La sécheresse constitue un problème important et sensible en Inde. La variabilité des précipitations (faibles ou extrême en fonction de la géographie), la rareté des installations d’irrigation (y compris les ressources en eau), les mauvaises récoltes et les problèmes liés à la productivité, la pénurie de carburant, de fourrage et d’aliments pour animaux, ne font qu’aggraver un stress hydrique déjà élevé. Sur les 742 districts que compte le pays, 246 d’entre eux (33%) sont d’ores et déjà confrontés à ce défi majeur qu’est la sécheresse.
Différents programmes et initiatives de lutte contre la sécheresse ont été déployés ces dernières années par les organisations locales, notamment le programme Bhubaneshwar Odisha de la Udyama and Nirman Foundation, consistant en la promotion de pratiques agricoles résistantes à la sécheresse auprès de 2200 fermiers de deux districts, dont la culture de millets, la culture mixte du paddy etc. Une autre initiative, nommée Vaagdhaara, actuellement développée au Rajasthan, consiste en l’établissement de plan de gestion des catastrophes naturelles, ainsi qu’en la mise en place de programmes de développement du désert, de développement de l’agriculture pluviale, ainsi que de plans de gestion des bassins versants.
L’agroécologie s’avère pertinente à plusieurs égards pour relever le défi de la sécheresse, de par :
- L’utilisation de plantes plus résistantes au climat, qui demandent par conséquent moins d’eau
- Une gestion responsable et adaptée des ressources en eau, permettant aux communautés locales de mieux collecter les ressources disponibles (par des techniques de récupération de l’eau, des bassins locaux, des barrages de retenue, le recyclage des eaux grises…)
- Une couverture constante des sols par des prairies, des cultures ou des paillages, permettant d’éviter l’érosion des sols et de retenir l’eau en situation sèche
- Une meilleure utilisation des ressources et des produits dérivés, d’où une meilleure résilience globale du système à des situations extrêmes telles que la sécheresse.
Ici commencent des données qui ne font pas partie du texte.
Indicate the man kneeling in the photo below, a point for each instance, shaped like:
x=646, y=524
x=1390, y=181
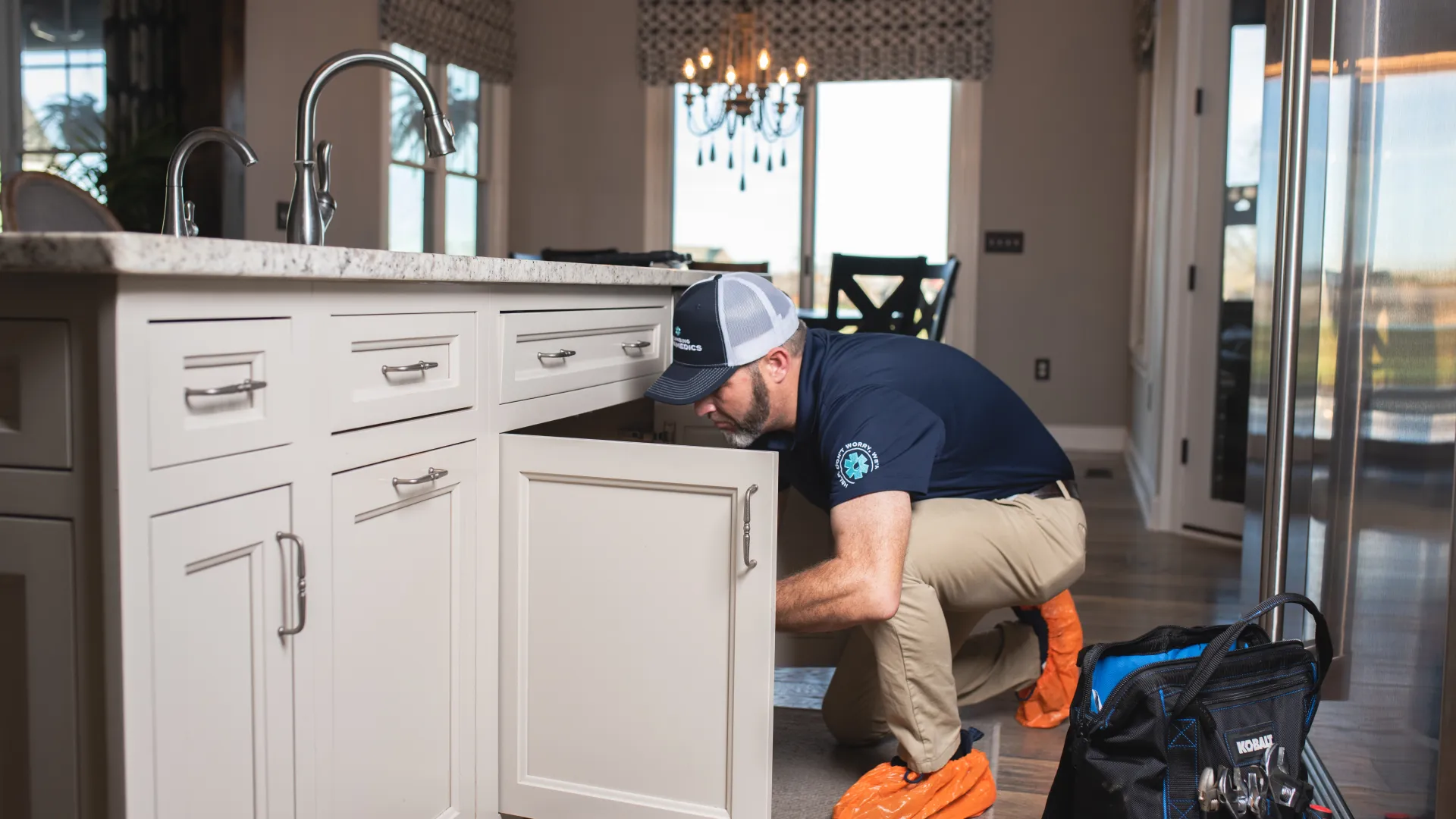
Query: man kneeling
x=946, y=499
En réduisant la dépendance extérieure, l’agroécologie permet une meilleure résilience de la communauté locale en cas d’événement inattendu (sécheresse, fluctuations des marchés, etc.), qui aurait un impact sur l’approvisionnement. Elle est également un moyen de fournir une alimentation saine et en grande quantité pour les populations locales, y compris en situation de sécheresse. Elle permet par conséquent de lutter contre la faim et la malnutrition, en particulier dans les zones sèches.
Synthèse de l’atelier national au Cameroun
Mardi 29 mars 2022 s’est tenu à Yaoundé l’atelier national. Au Cameroun, ce sont majoritairement les petits producteurs qui pratiquent l’agroécologie à l’aide de techniques agricoles traditionnelles ou grâce à l’accompagnement des ONG locales. Initialement impulsée dans le pays pour faire face aux problèmes de durabilité des systèmes d’agriculture familiale, elle pourrait être une solution à d’autres problèmes.
Au cours de l’atelier, les discussions se sont formées autour de trois thématiques : la sécurité alimentaire, les changements climatiques et la restauration des écosystèmes.
Plusieurs conclusions et propositions ont été extraites, dont :
- Les pratiques agroécologiques de fertilisation naturelle des terres et d’association des cultures dont des légumineuses permettraient d’augmenter la productivité agricole, d’améliorer la diversité alimentaire et de diminuer la malnutrition ;
- L’utilisation d’engrais verts (biochar) et la mise en place d’aménagements de lutte contre l’érosion permettraient de diminuer les quantités de gaz à effets de serre et d’augmenter la fertilité des sols en améliorant la rétention de l’eau dans les sols en zone aride ;
- Les pratiques agroforestières et agroécologiques de gestion durable des terres permettraient de régénérer les terres dégradées et de préserver leur qualité.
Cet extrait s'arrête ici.